CNRI – En imposant une politique de censure totale et de mépris contre L’organisation des Moudjahidine du Peuple d’Iran (l’OMPI) dans tous les médias à travers l’Iran, depuis de nombreuses années, le régime des mollahs a tenté de neutraliser sa popularité étant donné qu’elle est la seule résistance organisée contre le fascisme religieux au pouvoir en Iran. Cela n’a pas fonctionné, et la tendance croissante des jeunes à rejoindre l’OMPI lui a donné tort, de sorte que le ministère du Renseignement (MRS) est arrivé à une conclusion totalement inverse qui était :
au lieu de la poursuite de la politique médiatique défaillante qui consiste à « mépriser l’OMPI », le régime devrait tenter de « la faire connaître, mais ternir » son image.
Pour mener à bien cette politique, un large éventail d’actions a été planifié et mis en œuvre, comme la tenue de centaines d’expositions, la publication de centaines de livres et même la production de nombreux films contre l’OMPI.
L’un des derniers films contre l’OMPI à ce sujet intitulé « Magaraye Nimroz », est à l’écran actuellement, mais au milieu de toute la propagande bruyante et du brouhaha des médias officiels autour de ce film, un des analystes politiques du régime s’est attaqué au film.
Son nom est Sadegh Zibakalam, un professeur de science politique à l’Université d’Etat de Téhéran, et un associé de l’ancien président Ali Akbar Hashemi Rafsanjani. Cette personne était elle-même responsable de l’envoi des étudiants universitaires à la guerre avec l’Irak pendant les années 80, où beaucoup de ces étudiants ont été tués dans une guerre inutile qui n’a servi que les intérêts du régime à l’époque.

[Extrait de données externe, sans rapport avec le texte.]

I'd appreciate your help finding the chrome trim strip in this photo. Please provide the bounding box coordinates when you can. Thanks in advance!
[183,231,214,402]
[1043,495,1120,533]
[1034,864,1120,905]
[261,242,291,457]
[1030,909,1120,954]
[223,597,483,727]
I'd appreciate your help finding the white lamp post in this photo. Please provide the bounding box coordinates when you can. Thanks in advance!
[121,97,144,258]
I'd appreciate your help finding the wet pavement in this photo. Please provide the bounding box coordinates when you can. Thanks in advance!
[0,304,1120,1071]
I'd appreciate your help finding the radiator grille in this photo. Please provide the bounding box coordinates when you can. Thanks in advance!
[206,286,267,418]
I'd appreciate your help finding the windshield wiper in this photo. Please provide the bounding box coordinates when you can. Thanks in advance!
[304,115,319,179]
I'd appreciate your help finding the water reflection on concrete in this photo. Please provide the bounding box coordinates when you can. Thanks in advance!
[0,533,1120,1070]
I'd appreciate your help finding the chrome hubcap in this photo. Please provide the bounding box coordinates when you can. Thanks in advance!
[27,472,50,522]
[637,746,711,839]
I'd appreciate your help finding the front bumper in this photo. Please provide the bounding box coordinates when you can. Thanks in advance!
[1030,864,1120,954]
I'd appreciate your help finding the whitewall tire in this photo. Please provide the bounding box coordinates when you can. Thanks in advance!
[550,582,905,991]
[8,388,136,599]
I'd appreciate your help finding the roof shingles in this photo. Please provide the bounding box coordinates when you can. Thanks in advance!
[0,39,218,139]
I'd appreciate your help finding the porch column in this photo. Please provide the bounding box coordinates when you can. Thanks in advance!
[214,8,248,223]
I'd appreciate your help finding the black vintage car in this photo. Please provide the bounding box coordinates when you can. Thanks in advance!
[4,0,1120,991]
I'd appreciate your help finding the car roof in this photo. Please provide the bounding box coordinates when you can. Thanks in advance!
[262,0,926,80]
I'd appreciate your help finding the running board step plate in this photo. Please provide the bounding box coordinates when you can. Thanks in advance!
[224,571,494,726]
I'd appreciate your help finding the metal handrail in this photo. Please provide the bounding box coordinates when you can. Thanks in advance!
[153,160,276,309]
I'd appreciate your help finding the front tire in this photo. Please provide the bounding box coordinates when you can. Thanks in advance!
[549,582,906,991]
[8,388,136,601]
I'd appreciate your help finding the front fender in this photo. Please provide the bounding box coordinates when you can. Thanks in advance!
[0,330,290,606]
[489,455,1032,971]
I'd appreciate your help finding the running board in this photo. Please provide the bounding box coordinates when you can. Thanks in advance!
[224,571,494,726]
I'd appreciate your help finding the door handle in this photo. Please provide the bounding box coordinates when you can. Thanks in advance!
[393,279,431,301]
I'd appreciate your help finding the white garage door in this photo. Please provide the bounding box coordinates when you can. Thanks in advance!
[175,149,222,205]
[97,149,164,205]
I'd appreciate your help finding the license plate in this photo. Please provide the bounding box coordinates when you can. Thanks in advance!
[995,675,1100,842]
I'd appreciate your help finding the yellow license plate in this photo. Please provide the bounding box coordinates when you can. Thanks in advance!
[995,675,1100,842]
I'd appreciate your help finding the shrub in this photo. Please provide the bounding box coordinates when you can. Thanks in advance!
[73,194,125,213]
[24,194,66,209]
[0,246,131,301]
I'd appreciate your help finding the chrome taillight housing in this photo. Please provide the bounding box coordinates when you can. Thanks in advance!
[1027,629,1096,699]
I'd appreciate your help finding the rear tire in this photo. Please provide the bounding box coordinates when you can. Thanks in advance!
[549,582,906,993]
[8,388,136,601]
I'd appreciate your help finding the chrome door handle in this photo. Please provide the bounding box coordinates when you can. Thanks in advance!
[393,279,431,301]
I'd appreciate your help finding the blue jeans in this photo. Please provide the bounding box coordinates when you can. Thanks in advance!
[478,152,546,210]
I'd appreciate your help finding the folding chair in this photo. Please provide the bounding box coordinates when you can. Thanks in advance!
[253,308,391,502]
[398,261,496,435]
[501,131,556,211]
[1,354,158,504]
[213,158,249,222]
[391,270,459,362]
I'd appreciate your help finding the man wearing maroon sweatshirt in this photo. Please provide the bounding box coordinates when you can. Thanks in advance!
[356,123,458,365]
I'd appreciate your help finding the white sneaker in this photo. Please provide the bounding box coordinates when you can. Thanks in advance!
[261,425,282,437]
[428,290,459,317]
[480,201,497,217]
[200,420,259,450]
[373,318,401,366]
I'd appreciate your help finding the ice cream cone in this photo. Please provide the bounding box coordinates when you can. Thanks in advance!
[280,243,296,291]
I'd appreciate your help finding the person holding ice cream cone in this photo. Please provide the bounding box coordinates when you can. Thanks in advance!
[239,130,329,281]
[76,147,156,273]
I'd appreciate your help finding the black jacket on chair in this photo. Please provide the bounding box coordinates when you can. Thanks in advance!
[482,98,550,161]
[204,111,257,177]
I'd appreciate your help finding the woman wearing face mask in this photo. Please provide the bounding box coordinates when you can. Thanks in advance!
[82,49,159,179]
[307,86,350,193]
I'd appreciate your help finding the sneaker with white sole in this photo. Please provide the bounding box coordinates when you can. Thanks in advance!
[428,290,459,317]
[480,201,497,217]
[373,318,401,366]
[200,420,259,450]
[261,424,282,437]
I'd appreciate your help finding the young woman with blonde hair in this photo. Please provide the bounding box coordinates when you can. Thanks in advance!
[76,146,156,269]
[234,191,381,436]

En ce qui concerne ce film, Zibakalam a durement critiqué son contenu et a déclaré : « Les événements dans ce film ne racontent pas la réalité de ce qui s’est passé entre les pasdaran (IRCG) et l’OMPI à cette époque, nous condamnons l’OMPI, mais ne nous sommes jamais demandés pourquoi l’OMPI a riposté. Comme s’ils l’avaient fait sans aucune raison ! Ce film tente d’insinuer que les agents des pasdaran étaient gentils et soucieux de l’humanité (ce n’est pas vrai), nous avons tué des milliers de membres de l’OMPI sans aucun procès, tout comme les tueurs de l’Imam Hossein (un leader chiite révolutionnaire du 7ème siècle qui a fait l’ultime Sacrifice pour la justice sociale face à la corruption et à la tyrannie). »
Pour prouver davantage l’impasse politique et la débilité du régime des mollahs, dans sa tentative pour ternir l’image de l’OMPI, l’aveu de Zibakalam montre clairement l’inefficacité de ces actions désespérées du régime des mollahs.